I have been diagnosed JAK2+ MPN in the last few weeks. I was getting pain in my fingers and toes and dizzy spells and a blood test showed my red cells up at 900 odd. I have had bone marrow biopsy and it shows no scarring right now so its one or both of PCV or ET we think. I am currently just on Aspirin 75mg and have been having Venesections. I'm 38 and my consultant has not put me on any drugs to bring down my cell count.

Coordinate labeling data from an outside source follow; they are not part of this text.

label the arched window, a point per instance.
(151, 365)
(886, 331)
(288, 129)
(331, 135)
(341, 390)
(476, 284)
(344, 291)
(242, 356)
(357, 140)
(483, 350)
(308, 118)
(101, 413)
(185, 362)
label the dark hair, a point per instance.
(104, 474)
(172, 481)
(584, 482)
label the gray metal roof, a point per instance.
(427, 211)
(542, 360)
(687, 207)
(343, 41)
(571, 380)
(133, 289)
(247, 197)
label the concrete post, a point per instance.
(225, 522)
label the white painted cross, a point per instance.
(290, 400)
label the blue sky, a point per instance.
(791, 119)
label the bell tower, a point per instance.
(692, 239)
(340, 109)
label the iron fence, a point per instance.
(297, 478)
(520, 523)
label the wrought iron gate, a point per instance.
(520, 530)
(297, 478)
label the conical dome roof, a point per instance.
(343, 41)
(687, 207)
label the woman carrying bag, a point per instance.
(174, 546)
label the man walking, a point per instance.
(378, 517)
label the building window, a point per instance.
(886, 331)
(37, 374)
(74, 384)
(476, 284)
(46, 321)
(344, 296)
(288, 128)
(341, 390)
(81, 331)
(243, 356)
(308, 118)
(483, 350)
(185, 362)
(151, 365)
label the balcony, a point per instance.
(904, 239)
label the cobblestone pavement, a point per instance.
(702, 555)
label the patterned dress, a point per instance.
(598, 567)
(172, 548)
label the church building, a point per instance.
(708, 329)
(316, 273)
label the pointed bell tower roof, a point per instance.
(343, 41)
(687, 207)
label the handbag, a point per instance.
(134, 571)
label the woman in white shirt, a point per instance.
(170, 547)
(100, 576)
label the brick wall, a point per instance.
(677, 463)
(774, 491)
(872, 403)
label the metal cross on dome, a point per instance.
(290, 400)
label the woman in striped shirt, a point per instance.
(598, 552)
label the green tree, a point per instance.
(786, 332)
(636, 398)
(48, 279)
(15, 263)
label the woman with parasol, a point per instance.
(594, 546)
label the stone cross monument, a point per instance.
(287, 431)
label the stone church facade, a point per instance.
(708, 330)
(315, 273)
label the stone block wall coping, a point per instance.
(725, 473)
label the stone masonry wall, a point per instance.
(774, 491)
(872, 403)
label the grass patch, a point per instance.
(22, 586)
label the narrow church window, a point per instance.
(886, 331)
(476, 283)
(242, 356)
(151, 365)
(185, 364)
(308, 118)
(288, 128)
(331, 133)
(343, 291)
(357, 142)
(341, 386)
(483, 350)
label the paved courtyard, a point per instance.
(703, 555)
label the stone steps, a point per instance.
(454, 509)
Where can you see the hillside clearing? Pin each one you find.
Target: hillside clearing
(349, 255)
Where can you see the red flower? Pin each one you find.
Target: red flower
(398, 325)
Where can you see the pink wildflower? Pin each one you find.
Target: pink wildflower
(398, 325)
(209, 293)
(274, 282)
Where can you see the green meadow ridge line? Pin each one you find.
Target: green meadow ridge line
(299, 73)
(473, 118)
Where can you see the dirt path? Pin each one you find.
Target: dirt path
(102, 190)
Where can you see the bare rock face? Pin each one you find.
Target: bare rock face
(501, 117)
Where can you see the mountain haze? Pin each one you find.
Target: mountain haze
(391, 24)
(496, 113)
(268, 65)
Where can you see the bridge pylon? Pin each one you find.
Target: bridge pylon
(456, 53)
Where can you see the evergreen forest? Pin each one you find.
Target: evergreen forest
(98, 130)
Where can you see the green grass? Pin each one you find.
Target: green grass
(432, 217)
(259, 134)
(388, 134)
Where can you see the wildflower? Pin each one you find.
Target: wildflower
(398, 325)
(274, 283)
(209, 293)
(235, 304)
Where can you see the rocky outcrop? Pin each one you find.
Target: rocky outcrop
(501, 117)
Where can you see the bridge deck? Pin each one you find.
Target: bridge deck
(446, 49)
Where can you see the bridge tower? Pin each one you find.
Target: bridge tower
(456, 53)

On last blood test it was around the 1.3 million mark but they have said, because of my relatively young age, they dont want to go onto any chemo drugs as there are other risks involved. My Haematocrit level (hopefully the right thing) has come down to 0.44 which they say is what they want to happen via the Venesections but , as I said my cell count is still quite high. I guess my question is should I be on anything else to bring the cell count down? Should I look at a second opinion? My consultant seems good but I have heard so many good things about Guys and Dr Harrison. I feel better than I have done in ages and the Aspirin seems to have solved most issues (apart from feeling knackered but two small kids also dont help that). I travel a lot for work on some long hall flights and have not really thought about whether that may be an issue with high cell counts. Any Advice? Sorry its a bit of a ramble post. My head has not really taken it all in and I am just really going along with what I am told but I think I may start seeking out advice myself.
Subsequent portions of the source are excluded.